The execution of our test cases is done in the following steps:
- collecting test cases, reading and setting variables
- running all the steps in every test case
- providing the execution statistics (which test cases have passed/failed)
- writing the detailed log in xml format
- generating the report and log in html format.
Test libraries provide the actual testing capabilities to Robot Framework by providing keywords. There are several standard libraries that are bundled in with the framework, and galore of separately developed external libraries that can be installed based on your needs.
Test libraries
BuiltIn: Provides a set of often needed generic keywords. Always automatically available without imports.
Collections: Provides a set of keywords for handling Python lists and dictionaries.
DateTime: Library for date and time conversions. New in Robot Framework 2.8.5.

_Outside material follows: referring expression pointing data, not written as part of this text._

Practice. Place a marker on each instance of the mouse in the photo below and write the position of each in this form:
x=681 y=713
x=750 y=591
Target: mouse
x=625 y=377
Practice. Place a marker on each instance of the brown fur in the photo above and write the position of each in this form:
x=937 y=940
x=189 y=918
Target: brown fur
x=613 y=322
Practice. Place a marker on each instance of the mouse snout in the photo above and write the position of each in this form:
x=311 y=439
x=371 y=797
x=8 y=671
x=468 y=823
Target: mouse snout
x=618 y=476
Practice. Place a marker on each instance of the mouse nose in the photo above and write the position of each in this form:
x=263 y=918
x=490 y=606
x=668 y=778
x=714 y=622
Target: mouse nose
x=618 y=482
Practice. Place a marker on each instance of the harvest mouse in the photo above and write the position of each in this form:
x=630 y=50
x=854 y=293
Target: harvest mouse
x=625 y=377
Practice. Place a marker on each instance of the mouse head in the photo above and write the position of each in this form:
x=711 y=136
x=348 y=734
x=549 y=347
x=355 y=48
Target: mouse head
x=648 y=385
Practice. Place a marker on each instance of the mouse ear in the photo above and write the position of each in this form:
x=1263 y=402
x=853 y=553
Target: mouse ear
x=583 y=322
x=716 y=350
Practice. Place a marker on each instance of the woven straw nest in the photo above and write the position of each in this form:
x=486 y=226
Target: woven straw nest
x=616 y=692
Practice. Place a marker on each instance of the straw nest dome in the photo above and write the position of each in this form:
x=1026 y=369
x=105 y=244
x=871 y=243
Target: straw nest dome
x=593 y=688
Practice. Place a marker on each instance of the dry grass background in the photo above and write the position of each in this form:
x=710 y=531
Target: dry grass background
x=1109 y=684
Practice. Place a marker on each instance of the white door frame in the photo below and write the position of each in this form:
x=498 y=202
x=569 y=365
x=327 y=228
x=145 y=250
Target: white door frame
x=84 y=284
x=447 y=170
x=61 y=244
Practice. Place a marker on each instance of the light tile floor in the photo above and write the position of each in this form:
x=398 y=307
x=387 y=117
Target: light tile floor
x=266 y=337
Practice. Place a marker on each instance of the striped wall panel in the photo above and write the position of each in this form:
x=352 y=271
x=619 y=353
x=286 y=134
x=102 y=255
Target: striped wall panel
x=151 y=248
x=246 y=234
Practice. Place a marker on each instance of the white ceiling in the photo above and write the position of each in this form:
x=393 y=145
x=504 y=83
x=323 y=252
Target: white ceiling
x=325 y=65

Dialogs: Supports pausing the test execution and getting input from users.
OperatingSystem: Enables various operating system related tasks to be performed in the system where Robot Framework is running.
Process: Library for running processes in the system. New in Robot Framework 2.8.
Remote: Special library acting as a proxy between Robot Framework and test libraries elsewhere. Actual test libraries can be running on different machines and be implemented using any programming language supporting XML-RPC protocol.
Screenshot: Provides keywords to capture and store screenshots of the desktop.
String: Library for generating, modifying and verifying strings.
Telnet: Makes it possible to connect to Telnet servers and execute commands on the opened connections.
XML: Library for generating, modifying and verifying XML files.
Tools
Supporting tools ease everything surrounding tests: editing, running, building and so on. Most of these tools are developed as separate projects, but some are built into the framework itself.
Rebot: Tool for generating logs and reports based on XML outputs and for combining multiple outputs together.
Libdoc: Tool for generating keyword documentation for test libraries and resource files.
Testdoc: Generates high level HTML documentation based on Robot Framework test cases.
Tidy: Tool for cleaning up and changing format of Robot Framework test data files.
Skills and Matrix
Robot Framework is very easy-to-use, yet still powerful enough to be an acceptance-level test automation framework. It is quite flexible and can extend its functionality through Python and Java modules.
Our in-depth perceptive and expertise in robot framework testing reflects in our execution methodology. We ensure that our clients get the benefits of all the powerful features offered by this framework.
- Business Keyword driven, tabular and easy to understand syntax for test case development.
- Allows creation of reusable higher-level keywords from the existing keywords.
- Allows creation of custom keywords.
- Platform and application independence.
- Support for standard and external libraries for test automation.
- Tagging to categorize and select test cases to be executed.
- Easy-to-read reports and logs in HTML format.